I would go with the MSI GD70 ....
Between Crosshair III and M4A79T Deluxe i would pick the Crosshair III . Why ? looks sexy ... don`t chase reviews , you will eventually find out the two boards perform the same 
I had a tough time picking between ASUS M3N-HT Deluxe/HDMI and ASUS Crosshair II Formula . Picked CII because of the better bundle and color scheme , i guess ...


----------



## Tweak-2- (Aug 21, 2009)

haha yeah but i atleast hope you like the info


----------



## 1Kurgan1 (Aug 21, 2009)

Tweak-2- said:


> http://www.trustedreviews.com/images/article/inline/11223-3dmark.gif



That has to be the worse review chart I have ever seen. They use 2 top end Asus boards, then a 790GX from MSI instead of the GD-70. Then they give a 4870x2 to only the M4A so obviously that crushed the other 2 at Vantage. Then to top it off they used different CPU OC clocks on every board...


----------



## boomstik360 (Aug 21, 2009)

ShadowFold said:


> Go for the S1284EE
> http://www.newegg.com/Product/Product.aspx?Item=N82E16835233023&Tpk=HDT-S1284EE
> I've been using mine for about a year now, my 720 never sees anything past 64c at 1.5v.

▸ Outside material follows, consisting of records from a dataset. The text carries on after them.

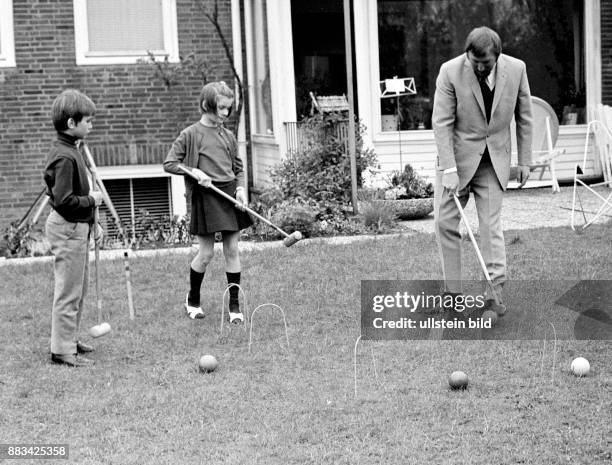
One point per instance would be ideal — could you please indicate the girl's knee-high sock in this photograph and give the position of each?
(195, 282)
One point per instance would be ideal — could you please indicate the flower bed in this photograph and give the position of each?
(409, 209)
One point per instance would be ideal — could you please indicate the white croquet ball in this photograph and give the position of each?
(208, 363)
(580, 366)
(458, 380)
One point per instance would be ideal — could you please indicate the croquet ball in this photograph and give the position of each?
(458, 380)
(580, 366)
(490, 315)
(99, 330)
(208, 363)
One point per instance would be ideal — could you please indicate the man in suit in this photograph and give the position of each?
(477, 94)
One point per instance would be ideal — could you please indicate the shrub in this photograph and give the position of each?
(378, 216)
(320, 170)
(153, 231)
(293, 216)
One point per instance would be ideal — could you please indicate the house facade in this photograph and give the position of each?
(565, 44)
(101, 47)
(144, 67)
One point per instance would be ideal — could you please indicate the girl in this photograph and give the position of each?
(210, 152)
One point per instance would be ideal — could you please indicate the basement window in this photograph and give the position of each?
(123, 31)
(132, 198)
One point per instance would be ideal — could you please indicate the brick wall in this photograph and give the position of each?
(606, 51)
(132, 104)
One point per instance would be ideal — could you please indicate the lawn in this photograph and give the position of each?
(144, 400)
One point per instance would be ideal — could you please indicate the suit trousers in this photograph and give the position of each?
(488, 195)
(70, 247)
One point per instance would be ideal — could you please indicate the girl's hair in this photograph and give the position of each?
(71, 104)
(481, 40)
(209, 94)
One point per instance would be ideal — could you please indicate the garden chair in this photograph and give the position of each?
(545, 134)
(602, 155)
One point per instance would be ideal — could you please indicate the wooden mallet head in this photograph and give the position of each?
(99, 330)
(292, 238)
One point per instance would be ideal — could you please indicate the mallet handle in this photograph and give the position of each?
(97, 266)
(98, 180)
(475, 244)
(235, 202)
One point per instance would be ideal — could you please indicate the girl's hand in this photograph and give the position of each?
(203, 178)
(241, 197)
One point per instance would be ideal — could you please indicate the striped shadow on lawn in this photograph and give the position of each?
(144, 400)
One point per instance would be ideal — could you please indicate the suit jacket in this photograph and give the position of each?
(460, 124)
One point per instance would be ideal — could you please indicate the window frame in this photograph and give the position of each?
(7, 35)
(85, 57)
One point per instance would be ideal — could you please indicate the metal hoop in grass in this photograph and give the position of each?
(244, 299)
(355, 363)
(253, 317)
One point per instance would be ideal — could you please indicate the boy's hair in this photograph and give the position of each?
(482, 39)
(209, 94)
(71, 104)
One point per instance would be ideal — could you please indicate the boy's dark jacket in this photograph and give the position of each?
(66, 179)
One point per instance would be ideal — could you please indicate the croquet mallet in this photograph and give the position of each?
(500, 308)
(109, 204)
(101, 328)
(289, 239)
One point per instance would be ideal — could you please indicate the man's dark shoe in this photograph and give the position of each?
(500, 309)
(83, 348)
(71, 360)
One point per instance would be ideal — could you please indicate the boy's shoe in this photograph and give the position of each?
(194, 312)
(236, 317)
(235, 314)
(83, 348)
(71, 360)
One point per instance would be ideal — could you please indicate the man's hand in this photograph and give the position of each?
(203, 178)
(97, 195)
(450, 182)
(98, 233)
(523, 174)
(241, 197)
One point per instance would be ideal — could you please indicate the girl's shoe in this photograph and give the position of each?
(236, 317)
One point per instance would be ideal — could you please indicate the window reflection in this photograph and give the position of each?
(417, 36)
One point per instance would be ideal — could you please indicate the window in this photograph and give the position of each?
(417, 36)
(7, 40)
(122, 31)
(130, 197)
(262, 96)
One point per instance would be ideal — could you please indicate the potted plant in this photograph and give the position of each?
(409, 194)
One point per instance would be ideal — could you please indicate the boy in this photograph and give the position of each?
(70, 224)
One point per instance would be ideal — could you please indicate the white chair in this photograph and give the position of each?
(602, 155)
(545, 134)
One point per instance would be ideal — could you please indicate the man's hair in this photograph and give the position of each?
(71, 104)
(482, 39)
(209, 94)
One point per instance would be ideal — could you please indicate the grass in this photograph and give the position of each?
(144, 401)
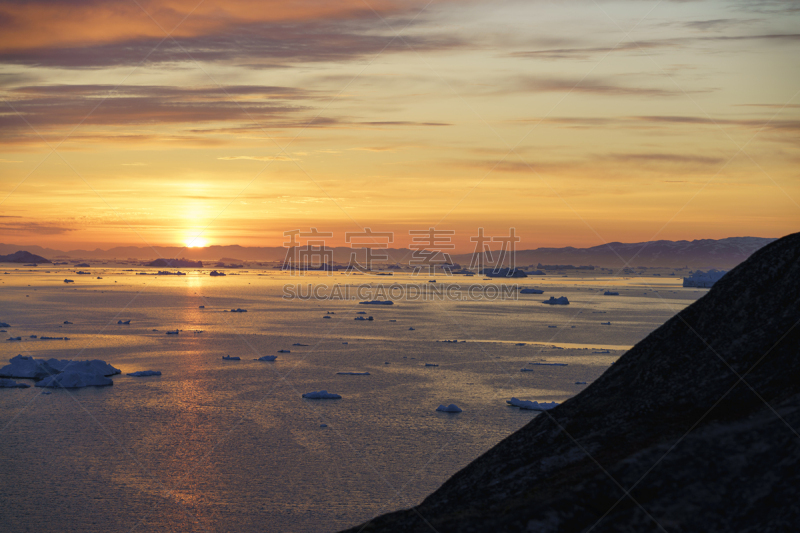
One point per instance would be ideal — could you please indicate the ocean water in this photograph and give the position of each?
(214, 445)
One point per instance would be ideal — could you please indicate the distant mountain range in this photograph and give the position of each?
(691, 430)
(703, 253)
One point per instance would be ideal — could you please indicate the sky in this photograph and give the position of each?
(575, 122)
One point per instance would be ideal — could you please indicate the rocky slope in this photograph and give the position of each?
(694, 429)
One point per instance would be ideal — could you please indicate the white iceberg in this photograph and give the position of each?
(71, 379)
(11, 384)
(531, 405)
(321, 395)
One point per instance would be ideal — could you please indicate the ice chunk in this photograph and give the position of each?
(321, 395)
(71, 379)
(531, 405)
(11, 384)
(145, 373)
(24, 366)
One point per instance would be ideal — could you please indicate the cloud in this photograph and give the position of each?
(267, 36)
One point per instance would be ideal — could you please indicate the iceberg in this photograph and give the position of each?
(71, 379)
(11, 384)
(531, 405)
(321, 395)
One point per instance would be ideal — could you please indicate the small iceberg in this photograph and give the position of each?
(321, 395)
(71, 379)
(11, 384)
(531, 405)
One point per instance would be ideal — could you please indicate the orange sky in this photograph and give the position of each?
(576, 122)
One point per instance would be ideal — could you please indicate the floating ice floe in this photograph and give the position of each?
(71, 379)
(531, 405)
(11, 384)
(27, 367)
(321, 395)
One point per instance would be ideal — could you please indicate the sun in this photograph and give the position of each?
(195, 242)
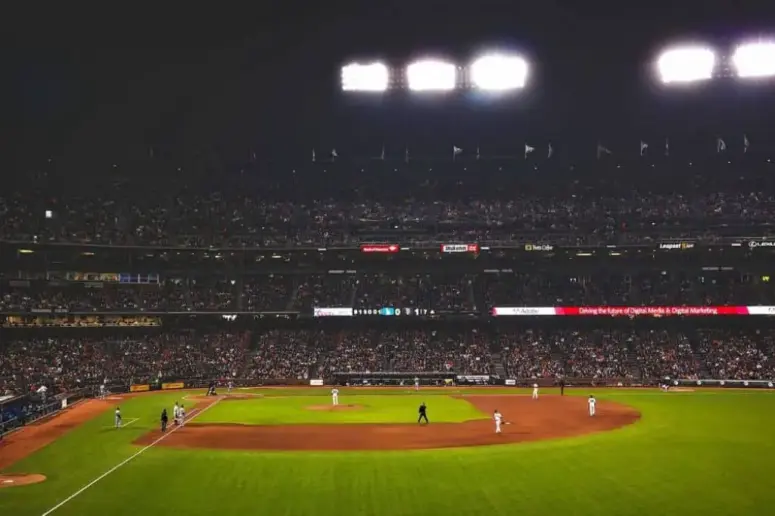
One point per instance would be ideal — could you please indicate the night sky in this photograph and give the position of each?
(89, 88)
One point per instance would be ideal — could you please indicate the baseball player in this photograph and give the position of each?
(498, 418)
(423, 415)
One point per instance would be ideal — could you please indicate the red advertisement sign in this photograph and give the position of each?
(460, 248)
(380, 248)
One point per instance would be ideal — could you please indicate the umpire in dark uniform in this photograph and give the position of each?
(423, 413)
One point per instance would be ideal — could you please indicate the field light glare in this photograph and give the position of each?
(373, 77)
(499, 73)
(430, 75)
(754, 60)
(686, 64)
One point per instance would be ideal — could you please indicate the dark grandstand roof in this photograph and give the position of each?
(214, 86)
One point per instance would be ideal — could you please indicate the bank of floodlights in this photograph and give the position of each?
(431, 75)
(686, 64)
(498, 72)
(693, 63)
(373, 77)
(492, 72)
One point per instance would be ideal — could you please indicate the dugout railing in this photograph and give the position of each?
(18, 411)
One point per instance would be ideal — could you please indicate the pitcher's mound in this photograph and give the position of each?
(11, 480)
(334, 408)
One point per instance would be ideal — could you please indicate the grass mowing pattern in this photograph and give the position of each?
(697, 453)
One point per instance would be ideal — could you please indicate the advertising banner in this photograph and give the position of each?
(139, 388)
(633, 311)
(460, 248)
(380, 248)
(174, 385)
(332, 312)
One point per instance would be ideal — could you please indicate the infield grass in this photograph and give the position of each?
(707, 453)
(313, 409)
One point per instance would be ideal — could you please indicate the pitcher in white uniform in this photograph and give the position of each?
(335, 396)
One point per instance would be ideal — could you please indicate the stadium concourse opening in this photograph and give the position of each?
(551, 417)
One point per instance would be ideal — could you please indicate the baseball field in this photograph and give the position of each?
(290, 452)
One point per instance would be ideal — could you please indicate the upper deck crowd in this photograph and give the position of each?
(532, 353)
(583, 210)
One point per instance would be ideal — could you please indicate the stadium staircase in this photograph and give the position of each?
(353, 293)
(500, 368)
(289, 304)
(632, 364)
(470, 293)
(240, 294)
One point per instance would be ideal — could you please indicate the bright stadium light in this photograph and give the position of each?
(754, 60)
(499, 72)
(686, 64)
(429, 75)
(369, 77)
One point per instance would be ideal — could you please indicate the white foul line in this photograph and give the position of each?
(125, 461)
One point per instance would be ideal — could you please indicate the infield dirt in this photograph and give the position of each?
(35, 436)
(18, 480)
(550, 417)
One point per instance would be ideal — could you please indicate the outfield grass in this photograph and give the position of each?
(370, 409)
(704, 453)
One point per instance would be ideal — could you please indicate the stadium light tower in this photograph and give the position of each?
(686, 64)
(431, 75)
(752, 60)
(498, 72)
(374, 77)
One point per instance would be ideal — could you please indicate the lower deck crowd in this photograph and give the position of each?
(64, 363)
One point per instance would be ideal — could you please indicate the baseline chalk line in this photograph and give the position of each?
(126, 461)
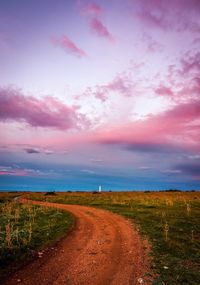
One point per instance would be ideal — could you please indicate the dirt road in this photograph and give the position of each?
(103, 249)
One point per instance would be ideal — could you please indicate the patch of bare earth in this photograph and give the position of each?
(102, 249)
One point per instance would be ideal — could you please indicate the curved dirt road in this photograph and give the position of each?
(102, 249)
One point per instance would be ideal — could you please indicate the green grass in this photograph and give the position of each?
(170, 221)
(26, 229)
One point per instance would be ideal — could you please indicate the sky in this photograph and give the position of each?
(99, 93)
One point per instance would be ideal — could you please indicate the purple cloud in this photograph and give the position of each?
(68, 46)
(98, 27)
(46, 112)
(92, 9)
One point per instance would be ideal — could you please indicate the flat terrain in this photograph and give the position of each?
(103, 249)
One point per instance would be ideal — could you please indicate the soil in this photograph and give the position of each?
(103, 248)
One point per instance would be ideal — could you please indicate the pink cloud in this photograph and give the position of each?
(68, 46)
(92, 9)
(179, 15)
(46, 112)
(121, 84)
(98, 27)
(174, 129)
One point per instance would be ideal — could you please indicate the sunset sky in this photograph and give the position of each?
(100, 92)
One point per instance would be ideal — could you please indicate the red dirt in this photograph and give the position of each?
(103, 249)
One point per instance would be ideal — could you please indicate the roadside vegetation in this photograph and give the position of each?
(169, 220)
(25, 229)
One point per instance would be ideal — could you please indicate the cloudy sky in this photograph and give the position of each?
(99, 93)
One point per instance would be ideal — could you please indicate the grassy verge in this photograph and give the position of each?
(26, 229)
(169, 220)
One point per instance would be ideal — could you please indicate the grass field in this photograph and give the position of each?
(25, 229)
(169, 220)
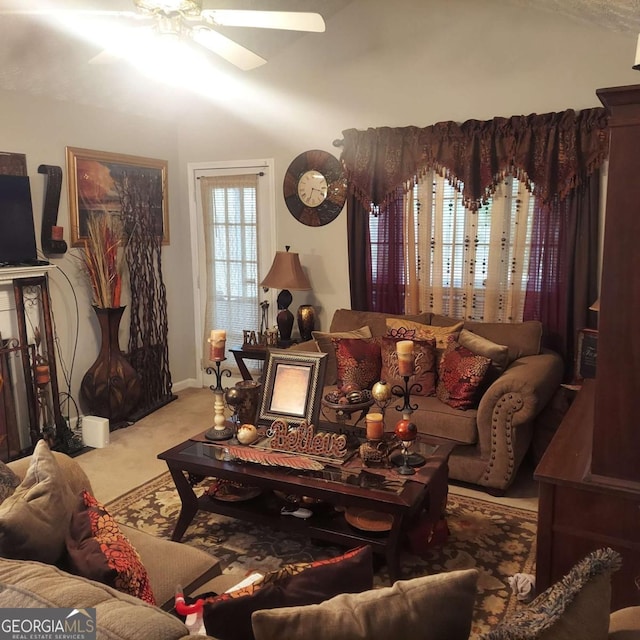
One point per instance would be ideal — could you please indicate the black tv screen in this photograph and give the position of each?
(17, 230)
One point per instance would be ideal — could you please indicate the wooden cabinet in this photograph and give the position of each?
(590, 473)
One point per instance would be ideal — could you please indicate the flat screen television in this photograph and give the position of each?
(17, 229)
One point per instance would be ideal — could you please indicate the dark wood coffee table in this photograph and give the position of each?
(336, 489)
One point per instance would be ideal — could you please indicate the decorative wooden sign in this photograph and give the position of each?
(304, 440)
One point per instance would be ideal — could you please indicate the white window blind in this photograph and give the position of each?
(231, 240)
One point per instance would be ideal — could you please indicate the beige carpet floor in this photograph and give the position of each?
(130, 458)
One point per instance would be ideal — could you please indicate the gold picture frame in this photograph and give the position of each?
(97, 179)
(293, 383)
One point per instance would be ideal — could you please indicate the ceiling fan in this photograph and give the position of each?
(181, 19)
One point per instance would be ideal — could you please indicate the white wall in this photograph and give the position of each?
(379, 63)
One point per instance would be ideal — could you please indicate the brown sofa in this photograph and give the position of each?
(494, 437)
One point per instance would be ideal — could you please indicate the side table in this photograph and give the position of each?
(252, 353)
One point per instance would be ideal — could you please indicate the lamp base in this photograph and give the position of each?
(306, 321)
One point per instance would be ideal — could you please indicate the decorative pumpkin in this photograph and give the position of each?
(406, 430)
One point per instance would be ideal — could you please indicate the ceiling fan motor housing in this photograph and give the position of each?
(170, 7)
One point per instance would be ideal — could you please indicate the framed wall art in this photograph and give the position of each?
(586, 353)
(293, 383)
(112, 183)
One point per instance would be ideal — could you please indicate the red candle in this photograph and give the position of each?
(375, 426)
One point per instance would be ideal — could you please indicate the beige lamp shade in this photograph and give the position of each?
(286, 273)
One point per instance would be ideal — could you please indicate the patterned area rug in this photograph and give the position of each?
(497, 540)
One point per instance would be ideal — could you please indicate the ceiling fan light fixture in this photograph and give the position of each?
(169, 7)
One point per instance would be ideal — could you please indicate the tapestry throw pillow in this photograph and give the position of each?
(97, 549)
(228, 616)
(359, 361)
(497, 353)
(9, 481)
(408, 330)
(577, 606)
(424, 354)
(428, 607)
(34, 519)
(460, 376)
(324, 344)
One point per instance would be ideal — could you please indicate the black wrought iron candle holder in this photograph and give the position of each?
(405, 394)
(406, 459)
(218, 373)
(220, 430)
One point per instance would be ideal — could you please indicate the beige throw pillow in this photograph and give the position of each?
(429, 608)
(324, 344)
(497, 353)
(35, 518)
(408, 330)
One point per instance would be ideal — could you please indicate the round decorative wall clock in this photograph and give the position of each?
(315, 188)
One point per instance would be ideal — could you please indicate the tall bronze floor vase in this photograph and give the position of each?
(111, 387)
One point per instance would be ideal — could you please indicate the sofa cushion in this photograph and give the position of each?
(522, 338)
(97, 549)
(575, 607)
(35, 518)
(348, 320)
(8, 482)
(424, 352)
(429, 608)
(228, 616)
(358, 361)
(407, 330)
(497, 353)
(118, 616)
(169, 564)
(460, 376)
(435, 418)
(324, 344)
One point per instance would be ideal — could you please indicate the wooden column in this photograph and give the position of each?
(590, 473)
(616, 435)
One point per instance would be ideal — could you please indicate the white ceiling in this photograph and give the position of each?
(37, 59)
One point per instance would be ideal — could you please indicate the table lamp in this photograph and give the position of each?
(286, 274)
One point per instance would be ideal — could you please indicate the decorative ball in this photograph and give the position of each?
(233, 396)
(247, 434)
(381, 391)
(406, 430)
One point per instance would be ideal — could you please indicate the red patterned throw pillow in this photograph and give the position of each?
(358, 361)
(460, 375)
(98, 550)
(228, 615)
(424, 353)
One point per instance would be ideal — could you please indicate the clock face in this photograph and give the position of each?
(315, 188)
(312, 188)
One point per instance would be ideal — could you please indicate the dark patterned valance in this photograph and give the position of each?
(554, 151)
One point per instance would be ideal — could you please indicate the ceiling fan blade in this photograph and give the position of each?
(228, 49)
(290, 20)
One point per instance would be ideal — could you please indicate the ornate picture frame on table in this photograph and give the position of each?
(99, 182)
(293, 383)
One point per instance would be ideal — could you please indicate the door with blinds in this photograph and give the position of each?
(235, 226)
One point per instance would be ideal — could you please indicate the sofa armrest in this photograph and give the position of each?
(534, 378)
(507, 411)
(308, 345)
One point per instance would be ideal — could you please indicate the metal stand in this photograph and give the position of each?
(220, 430)
(406, 460)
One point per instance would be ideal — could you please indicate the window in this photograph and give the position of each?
(462, 263)
(234, 217)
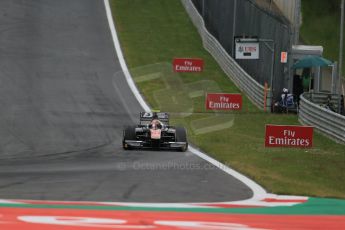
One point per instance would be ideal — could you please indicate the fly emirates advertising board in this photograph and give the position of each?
(289, 136)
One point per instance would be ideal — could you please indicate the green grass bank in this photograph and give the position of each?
(152, 33)
(321, 26)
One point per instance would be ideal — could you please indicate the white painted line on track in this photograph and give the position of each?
(122, 60)
(259, 193)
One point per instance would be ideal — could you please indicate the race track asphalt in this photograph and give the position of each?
(63, 105)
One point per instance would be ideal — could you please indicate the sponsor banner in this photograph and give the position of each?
(223, 101)
(283, 57)
(247, 50)
(188, 65)
(289, 136)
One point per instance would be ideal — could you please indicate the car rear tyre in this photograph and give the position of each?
(181, 136)
(128, 134)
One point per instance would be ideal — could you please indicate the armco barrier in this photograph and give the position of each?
(246, 83)
(327, 122)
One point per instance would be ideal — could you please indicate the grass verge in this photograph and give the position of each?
(152, 33)
(321, 26)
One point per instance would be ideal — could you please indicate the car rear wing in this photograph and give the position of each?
(146, 117)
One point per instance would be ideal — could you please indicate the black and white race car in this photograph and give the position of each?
(155, 132)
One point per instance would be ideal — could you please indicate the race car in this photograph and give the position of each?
(154, 132)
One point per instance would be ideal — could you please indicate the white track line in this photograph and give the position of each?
(122, 60)
(259, 193)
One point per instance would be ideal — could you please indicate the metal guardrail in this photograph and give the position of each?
(243, 80)
(327, 122)
(322, 99)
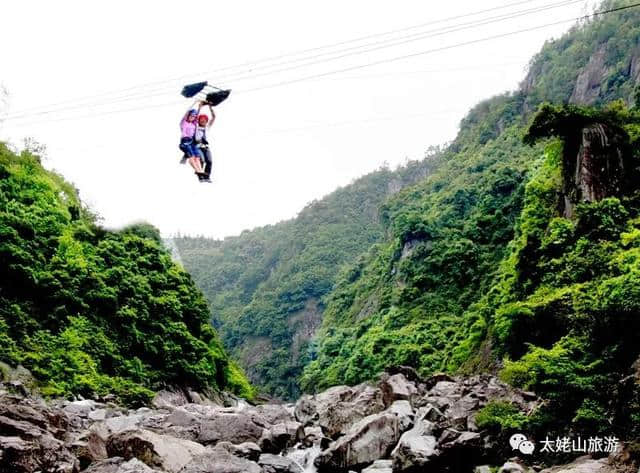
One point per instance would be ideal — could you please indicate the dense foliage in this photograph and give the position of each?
(91, 311)
(409, 299)
(405, 288)
(565, 308)
(266, 287)
(403, 303)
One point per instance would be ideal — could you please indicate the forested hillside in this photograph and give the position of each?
(94, 312)
(266, 287)
(409, 290)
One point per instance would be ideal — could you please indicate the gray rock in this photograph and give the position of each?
(220, 460)
(119, 465)
(584, 464)
(284, 435)
(248, 450)
(89, 448)
(235, 427)
(306, 411)
(460, 411)
(379, 466)
(97, 415)
(276, 413)
(278, 464)
(370, 439)
(341, 406)
(482, 469)
(162, 451)
(589, 82)
(396, 388)
(416, 448)
(169, 400)
(512, 467)
(82, 408)
(182, 418)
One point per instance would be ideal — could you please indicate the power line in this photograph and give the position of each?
(273, 58)
(444, 48)
(388, 60)
(415, 37)
(310, 61)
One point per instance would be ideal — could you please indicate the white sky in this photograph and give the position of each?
(274, 149)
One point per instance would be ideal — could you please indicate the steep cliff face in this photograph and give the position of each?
(601, 167)
(597, 156)
(589, 83)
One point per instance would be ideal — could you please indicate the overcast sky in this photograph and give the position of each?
(275, 149)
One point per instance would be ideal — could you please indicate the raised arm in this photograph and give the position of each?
(184, 117)
(213, 117)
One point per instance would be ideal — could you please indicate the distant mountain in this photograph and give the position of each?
(94, 312)
(266, 287)
(362, 280)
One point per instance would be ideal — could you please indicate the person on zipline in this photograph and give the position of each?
(202, 144)
(188, 126)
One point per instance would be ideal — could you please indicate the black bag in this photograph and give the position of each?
(217, 97)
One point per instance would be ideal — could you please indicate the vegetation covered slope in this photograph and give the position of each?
(440, 244)
(266, 286)
(406, 301)
(91, 311)
(564, 311)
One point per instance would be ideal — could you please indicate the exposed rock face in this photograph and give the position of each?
(589, 82)
(596, 166)
(165, 452)
(369, 439)
(401, 424)
(634, 66)
(582, 465)
(32, 438)
(304, 325)
(337, 408)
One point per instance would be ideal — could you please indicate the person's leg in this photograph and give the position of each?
(206, 152)
(195, 164)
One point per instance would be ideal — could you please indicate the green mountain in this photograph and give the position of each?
(411, 277)
(266, 287)
(506, 258)
(93, 312)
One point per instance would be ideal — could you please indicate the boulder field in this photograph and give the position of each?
(400, 424)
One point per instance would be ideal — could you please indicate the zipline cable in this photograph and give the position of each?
(270, 59)
(375, 63)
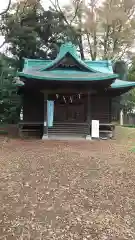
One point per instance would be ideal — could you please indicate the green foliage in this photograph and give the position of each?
(10, 102)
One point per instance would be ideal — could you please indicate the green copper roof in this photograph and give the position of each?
(122, 84)
(49, 70)
(67, 49)
(56, 75)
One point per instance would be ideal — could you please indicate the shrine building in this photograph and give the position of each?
(61, 97)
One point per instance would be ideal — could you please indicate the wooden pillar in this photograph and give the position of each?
(45, 127)
(88, 137)
(121, 117)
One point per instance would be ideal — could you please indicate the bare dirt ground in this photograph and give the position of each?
(68, 190)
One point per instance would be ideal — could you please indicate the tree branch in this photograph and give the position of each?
(4, 11)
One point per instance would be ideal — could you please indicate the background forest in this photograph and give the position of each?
(100, 31)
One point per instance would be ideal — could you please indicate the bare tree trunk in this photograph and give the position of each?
(81, 46)
(4, 11)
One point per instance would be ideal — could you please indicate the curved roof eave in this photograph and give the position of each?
(70, 49)
(122, 84)
(76, 77)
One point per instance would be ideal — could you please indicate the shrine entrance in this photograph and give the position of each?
(70, 109)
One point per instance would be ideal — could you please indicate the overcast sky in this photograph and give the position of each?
(4, 3)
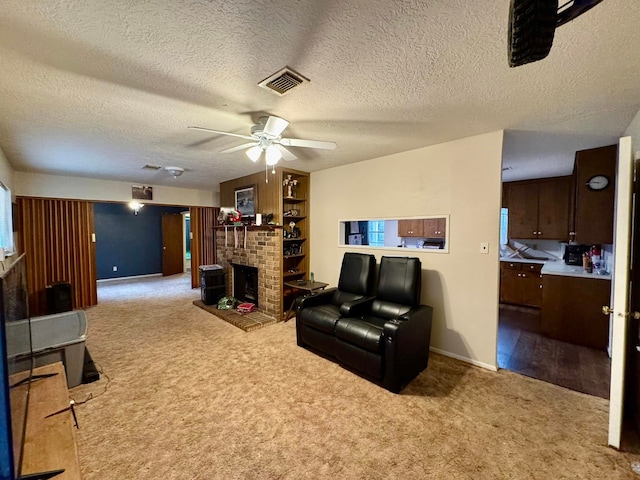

I see this is an old post but that is some pretty bad tempts. I have my buddies 720BE at 4ghz 1.5vcore with an s1283 and it tops out at 55C in a warm room 100% load.


----------



## pantherx12 (Aug 21, 2009)

I bought the Asus board personally, would of got the other one if it was a different colour.

Although my new PSU is bright red so I guess none of it will match anyways haha.


----------



## pbmaster (Aug 22, 2009)

Got the Crosshair III and love it. Does everything I want plus more! Now to just get a new cooler....


----------



## LittleLizard (Aug 23, 2009)

unless you go tri-fire, get the crosshair


----------



## WarEagleAU (Aug 23, 2009)

I am tempted on the Crosshair just because it is so bad ass looking. Id get the MSI GD70, but I dont need all the lanes it offers. Plus, if they had Q-Shield, I would have snagged it already


----------



## pbmaster (Aug 23, 2009)

pbmaster said:


> Got the Crosshair III and love it. Does everything I want plus more! Now to just get a new cooler....



I already got the Crosshair....and it's really great...


----------